ISSN (Print): 1385-2728
ISSN (Online): 1875-5348

Measurement of myo-Inositol in Biological Systems by Mass Spectrometric and In Vivo 1H Magnetic Resonance Spectroscopic Techniques

Author(s): H. Umesha Shetty and Wei Huang

Volume 4, Issue 1, 2000

Page: [1 - 17] Pages: 17

DOI: 10.2174/1385272003376382

Abstract

Cells utilize myo-inositol for osmoregulation and phosphatidylinositol signaling. Mass spectrometric and in vivo magnetic resonance spectroscopic techniques have been complementarily used in our laboratories to investigate brain myo-inositol metabolism. Mass spectrometric quantitation methods are surveyed focusing primarily on derivatization reactions, gas chromatographic separation and detection of ions. Monitoring of the m/z 373 fragment ion generated from acetate derivative provides precise quantitation of myo-inositol in biological matrices. The technique and its clinical applications are discussed.
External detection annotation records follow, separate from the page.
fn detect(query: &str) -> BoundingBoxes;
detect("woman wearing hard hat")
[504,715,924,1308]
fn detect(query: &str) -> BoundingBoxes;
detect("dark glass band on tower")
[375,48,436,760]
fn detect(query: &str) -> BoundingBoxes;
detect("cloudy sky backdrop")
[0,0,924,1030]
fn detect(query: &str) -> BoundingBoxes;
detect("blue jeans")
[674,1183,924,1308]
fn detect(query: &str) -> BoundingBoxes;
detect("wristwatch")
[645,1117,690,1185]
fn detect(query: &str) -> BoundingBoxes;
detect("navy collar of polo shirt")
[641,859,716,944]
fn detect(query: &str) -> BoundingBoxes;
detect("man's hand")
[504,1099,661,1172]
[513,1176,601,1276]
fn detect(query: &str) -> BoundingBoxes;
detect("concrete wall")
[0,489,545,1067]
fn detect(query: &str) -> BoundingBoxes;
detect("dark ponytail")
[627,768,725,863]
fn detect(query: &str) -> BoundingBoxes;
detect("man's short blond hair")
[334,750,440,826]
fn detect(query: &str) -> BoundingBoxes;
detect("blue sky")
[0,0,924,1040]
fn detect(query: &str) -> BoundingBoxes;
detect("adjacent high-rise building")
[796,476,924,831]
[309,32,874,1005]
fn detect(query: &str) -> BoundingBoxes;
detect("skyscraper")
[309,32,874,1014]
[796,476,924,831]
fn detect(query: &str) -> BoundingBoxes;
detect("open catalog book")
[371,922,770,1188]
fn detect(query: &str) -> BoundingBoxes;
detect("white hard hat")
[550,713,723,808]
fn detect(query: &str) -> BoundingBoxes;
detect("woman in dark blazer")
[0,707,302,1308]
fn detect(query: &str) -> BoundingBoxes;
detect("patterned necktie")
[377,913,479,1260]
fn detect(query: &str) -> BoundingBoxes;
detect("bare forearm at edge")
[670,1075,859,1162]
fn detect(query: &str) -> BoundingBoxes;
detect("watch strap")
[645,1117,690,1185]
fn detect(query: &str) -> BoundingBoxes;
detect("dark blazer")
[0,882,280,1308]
Measurement of myo-inositol transport using a stable isotope technique is illustrated for cultured neurons. In addition, the possible use of the technique in probing phosphatidylinositol turnover is discussed. An in vivo 1H magnetic resonance spectroscopic technique is described for measuring the absolute concentration of myo-inositol in human brain. Magnetic resonance spectroscopy with short echo-time enables detection of the resonance peak of myo-inositol (3.56 ppm) when the water resonance peak is suppressed by narrow band radio-frequency pulses. The review focuses on an external reference method involving collection of data from the human subject and the phantom containing aqueous myo-inositol standard solution in the same scanning session. The method takes into account differences in longitudinal and transverse relaxation time constants of myo-inositol between brain tissue and aqueous solution. Application of the technique is illustrated by measuring brain myo-inositol in Down syndrome adults and Alzheimer disease patients. Advantages and limitations of this noninvasive technique in monitoring metabolic processes are discussed.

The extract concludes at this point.